Earlier this week I listened in on a webinar on Vault Data Standard and it got me to thinking. Coming from a Vault API background, I have a different view of Data Standard then what is usually presented. So I’d like to provide my thoughts since this is a blog and all....
APIs on top of APIs
Data Standard provides a lot of features you can get through the API. You can create custom commands, custom UI and make calls to the Vault server. What’s interesting is that Data Standard itself is a Vault Explorer plug-in. So the Data Standard API is basically an API on top of the Vault API.
It’s basically like the movie Inception, but with APIs instead of dreams.
Many pieces of the Data Standard just pass through to the Vault API. Adding custom commands is an example of this. The settings in the DS .mnu files are exactly the same as the properties on CommandItem from the Vault API. In this aspect, knowledge of the Vault API transfers directly over to Data Standard.
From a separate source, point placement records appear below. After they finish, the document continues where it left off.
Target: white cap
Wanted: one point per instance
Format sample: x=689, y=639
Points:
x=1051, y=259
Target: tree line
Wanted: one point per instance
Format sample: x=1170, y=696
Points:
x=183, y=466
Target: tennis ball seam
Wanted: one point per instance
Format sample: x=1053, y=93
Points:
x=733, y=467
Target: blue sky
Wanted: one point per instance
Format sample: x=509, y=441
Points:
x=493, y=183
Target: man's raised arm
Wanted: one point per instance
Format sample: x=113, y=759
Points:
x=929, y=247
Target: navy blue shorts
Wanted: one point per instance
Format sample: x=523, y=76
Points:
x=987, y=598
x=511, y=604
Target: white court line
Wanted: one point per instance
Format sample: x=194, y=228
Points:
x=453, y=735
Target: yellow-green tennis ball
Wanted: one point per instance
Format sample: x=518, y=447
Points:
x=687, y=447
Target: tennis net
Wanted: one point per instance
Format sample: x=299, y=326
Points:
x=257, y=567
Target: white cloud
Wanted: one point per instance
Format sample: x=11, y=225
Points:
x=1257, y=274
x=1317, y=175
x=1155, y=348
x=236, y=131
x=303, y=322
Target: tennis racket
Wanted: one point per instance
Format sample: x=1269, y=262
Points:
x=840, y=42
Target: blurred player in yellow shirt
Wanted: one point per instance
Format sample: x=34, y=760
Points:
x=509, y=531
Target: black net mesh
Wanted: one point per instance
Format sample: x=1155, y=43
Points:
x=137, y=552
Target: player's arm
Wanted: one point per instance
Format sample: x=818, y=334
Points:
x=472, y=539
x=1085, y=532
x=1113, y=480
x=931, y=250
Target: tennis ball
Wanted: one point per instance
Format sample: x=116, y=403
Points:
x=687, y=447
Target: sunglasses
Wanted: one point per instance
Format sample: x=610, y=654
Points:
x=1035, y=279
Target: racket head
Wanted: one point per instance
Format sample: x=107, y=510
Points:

Another example is the $vault object that shows up in the .ps1 files. The purpose of the object is for making web service calls to the Vault server. $vault is a WebServiceManager object being passed in directly from the Vault SDK DLLs. If you want to do anything with $vault, you need the Vault API documentation on-hand. Again, if you are already familiar with the Vault API, than this is no problem.
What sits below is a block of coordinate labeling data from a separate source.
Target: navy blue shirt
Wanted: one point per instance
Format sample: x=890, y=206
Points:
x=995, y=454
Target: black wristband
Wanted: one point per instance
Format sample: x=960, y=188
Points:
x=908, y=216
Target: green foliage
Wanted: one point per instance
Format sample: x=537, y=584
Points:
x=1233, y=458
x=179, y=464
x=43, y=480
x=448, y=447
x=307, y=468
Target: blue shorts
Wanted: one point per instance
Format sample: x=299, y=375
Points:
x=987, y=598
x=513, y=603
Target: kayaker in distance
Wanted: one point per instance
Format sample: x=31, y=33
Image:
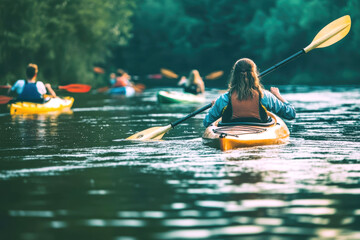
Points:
x=30, y=90
x=246, y=100
x=193, y=84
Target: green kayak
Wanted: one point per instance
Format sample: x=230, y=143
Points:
x=179, y=97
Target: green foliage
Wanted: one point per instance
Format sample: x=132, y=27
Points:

What I’m more curious about is the people without a Vault API background. How well are they able to utilize Data Standard? Does DS ease them into the world of Vault programming, or does the Vault API hit them like an impassable brick wall?
Beyond the API
The stuff that interests me most is the stuff that can’t be done through the Vault API.
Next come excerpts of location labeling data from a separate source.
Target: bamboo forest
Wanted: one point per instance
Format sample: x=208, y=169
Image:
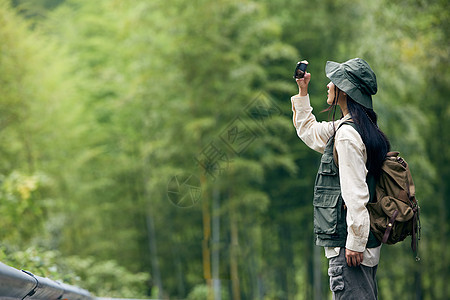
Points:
x=147, y=148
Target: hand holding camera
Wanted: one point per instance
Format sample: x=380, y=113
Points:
x=302, y=77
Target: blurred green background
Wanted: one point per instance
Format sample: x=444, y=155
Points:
x=105, y=104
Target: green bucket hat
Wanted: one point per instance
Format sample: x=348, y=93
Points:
x=355, y=78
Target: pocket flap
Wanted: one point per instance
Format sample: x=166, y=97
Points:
x=390, y=204
x=326, y=197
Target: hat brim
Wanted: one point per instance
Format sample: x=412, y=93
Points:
x=336, y=73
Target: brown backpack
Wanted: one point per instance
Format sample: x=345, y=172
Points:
x=394, y=213
x=393, y=208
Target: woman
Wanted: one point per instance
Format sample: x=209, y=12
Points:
x=353, y=150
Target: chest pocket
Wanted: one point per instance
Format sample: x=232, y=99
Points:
x=327, y=197
x=326, y=212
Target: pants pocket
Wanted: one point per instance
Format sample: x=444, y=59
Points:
x=336, y=278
First and foremost, the CAD plug-ins are awesome. Data Standard is not just a plug-in to Vault; it plugs into AutoCAD and Inventor as well. That way you can easily create an Inventor dialog that is Vault-aware, for example. Going through the traditional APIs would be a daunting task. You would need to be an expert in both APIs and would have to figure out how to hook the two together. DS solves all that stuff for you in a way that makes it look easy.
Another aspect of DS are the template features. New CAD files can be copied from a template instead of staring from a blank file. DS uses Vault functionality to centralize the storage of the templates. This is less of an example of a generic API and more of an example of a focused solution. Data Standard is really a dual product: It’s an API, and it’s an end-user utility.
The two aspects are not at odds with each other, but I’m not sure if they blend well together either. It feels to me more like a Swiss Army knife. It’s a bunch of seemingly unrelated stuff packaged together. Maybe that’s why it’s a hard product to describe it to people.
One thing like like about compiled programming languages, such as C#, is that you get compile errors when something goes wrong. That way if an API changes, you know right away what broke. PowerShell, however, is a scripting language. So it’s harder to find the breakages. Usually, they show up at runtime and only if specific pieces of code are run.
If you have a lot of PowerShell code in your Data Standard implementation, you may find it hard to maintain. Everything will seem fine at first after an upgrade, but things start failing as people start using the custom functions. Even if you think you have everything updated, a CAD user somewhere may hit lesser-used code that calls an obsolete Vault API function.
Yes, Vault provides compatibility for older versions of the web service API, but in order to use them, you need to have the older SDK objects. If Data Standard is passing in the 2015 version of the WebServiceManager, then you can’t make use of the 2014 server APIs.
There are lots of ways to solve, or minimize these issues when they do come up. For now, Data Standard is new, so nobody has run into migration issues... yet.